The New York Times has a length limit of 150 words; I managed to get it down to 149. Tomorrow I’ll be out most of the day making calls for Coakley at a local phonebank. I hate doing it, but it’s not something I feel a lot of choice about. My voice will be wrecked by the evening…with luck I’ll recover before a full day of teaching on Sunday.

Another of the Times’ stipulations is that letters have to explicitly address an issue discussed in a recent article. Fortunately, a few seconds of searching their site found me a recent piece on the possibilities of post-Copenhagen progress on climate, and I framed my letter around that. It was fun getting it trimmed to fit a 150-word maximum; I’ll try again in another week or so.

If you have suggestions for other journals, papers, magazines or forums I can write to, I will be interested in hearing them!

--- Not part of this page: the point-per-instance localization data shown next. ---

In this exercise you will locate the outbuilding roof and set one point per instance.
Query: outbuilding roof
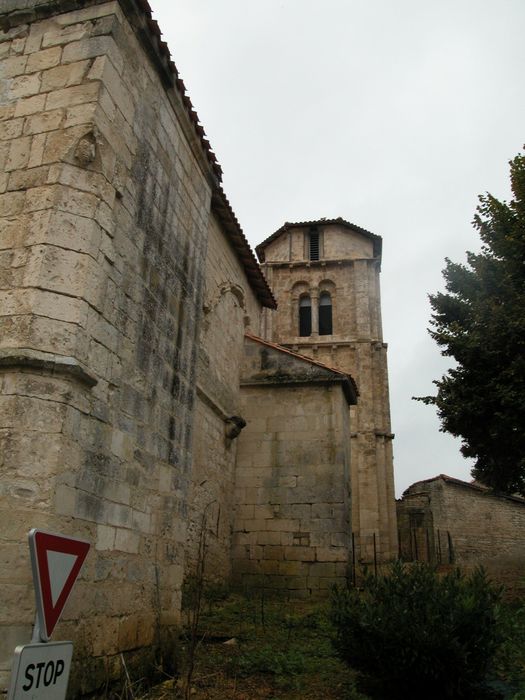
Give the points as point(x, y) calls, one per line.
point(474, 485)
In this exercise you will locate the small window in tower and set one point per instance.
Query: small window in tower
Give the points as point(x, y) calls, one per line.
point(314, 244)
point(305, 316)
point(325, 314)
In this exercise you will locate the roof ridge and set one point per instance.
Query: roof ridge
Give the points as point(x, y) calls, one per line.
point(319, 222)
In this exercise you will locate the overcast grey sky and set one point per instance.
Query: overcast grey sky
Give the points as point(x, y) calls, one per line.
point(393, 115)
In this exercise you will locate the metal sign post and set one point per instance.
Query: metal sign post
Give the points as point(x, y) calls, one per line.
point(41, 669)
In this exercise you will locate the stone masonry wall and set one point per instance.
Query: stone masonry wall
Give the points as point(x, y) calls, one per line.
point(292, 523)
point(230, 308)
point(104, 219)
point(349, 271)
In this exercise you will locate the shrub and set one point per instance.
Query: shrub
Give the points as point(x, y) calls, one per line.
point(414, 634)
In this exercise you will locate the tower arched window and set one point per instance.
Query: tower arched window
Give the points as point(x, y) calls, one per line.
point(325, 314)
point(313, 244)
point(305, 316)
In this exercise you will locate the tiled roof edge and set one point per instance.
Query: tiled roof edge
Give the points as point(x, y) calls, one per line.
point(378, 241)
point(139, 13)
point(223, 210)
point(342, 375)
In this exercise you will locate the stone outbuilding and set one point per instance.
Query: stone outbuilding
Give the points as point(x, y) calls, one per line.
point(449, 521)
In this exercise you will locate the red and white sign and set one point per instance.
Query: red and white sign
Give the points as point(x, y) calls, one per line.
point(56, 562)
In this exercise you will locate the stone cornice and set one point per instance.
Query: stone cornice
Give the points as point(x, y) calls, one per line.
point(337, 262)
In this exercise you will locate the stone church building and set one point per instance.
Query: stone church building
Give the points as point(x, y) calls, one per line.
point(158, 383)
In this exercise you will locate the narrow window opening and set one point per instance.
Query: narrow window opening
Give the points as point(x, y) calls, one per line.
point(314, 244)
point(305, 316)
point(325, 314)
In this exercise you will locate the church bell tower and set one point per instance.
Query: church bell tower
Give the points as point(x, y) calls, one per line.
point(325, 277)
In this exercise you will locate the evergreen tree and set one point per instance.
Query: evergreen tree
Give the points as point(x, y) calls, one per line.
point(480, 322)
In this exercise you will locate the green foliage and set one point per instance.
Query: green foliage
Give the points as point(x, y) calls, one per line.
point(510, 659)
point(268, 660)
point(480, 322)
point(414, 634)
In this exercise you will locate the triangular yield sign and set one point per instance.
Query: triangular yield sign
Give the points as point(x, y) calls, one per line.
point(56, 561)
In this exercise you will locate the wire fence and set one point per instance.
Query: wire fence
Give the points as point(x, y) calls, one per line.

American climate change negotiator Todd Stern’s is cautiously optimistic (“U.S. Official Says Talks on Emissions Show Promise” – John M. Broder, January 14). Unfortunately his caution is more reality-based than his optimism. Stern’s statements are full of conditionals, as witness the end of the first sentence: “…if countries followed through on its provisions.” The dilemma lies, as do so many of our problems, in the Senate, where a significant number of lawmakers have abandoned any notion of crafting policy around scientific consensus, basing it instead on poll numbers or ideological opposition to the current administration. And because our mass media has for years downplayed the threat posed by global climate change, the public has not grasped the terrifying reality of anthropogenic climaticide for what it is: a planetary emergency of unparalleled scale. Our failure to address this crisis with the requisite urgency may be the final failure of our species.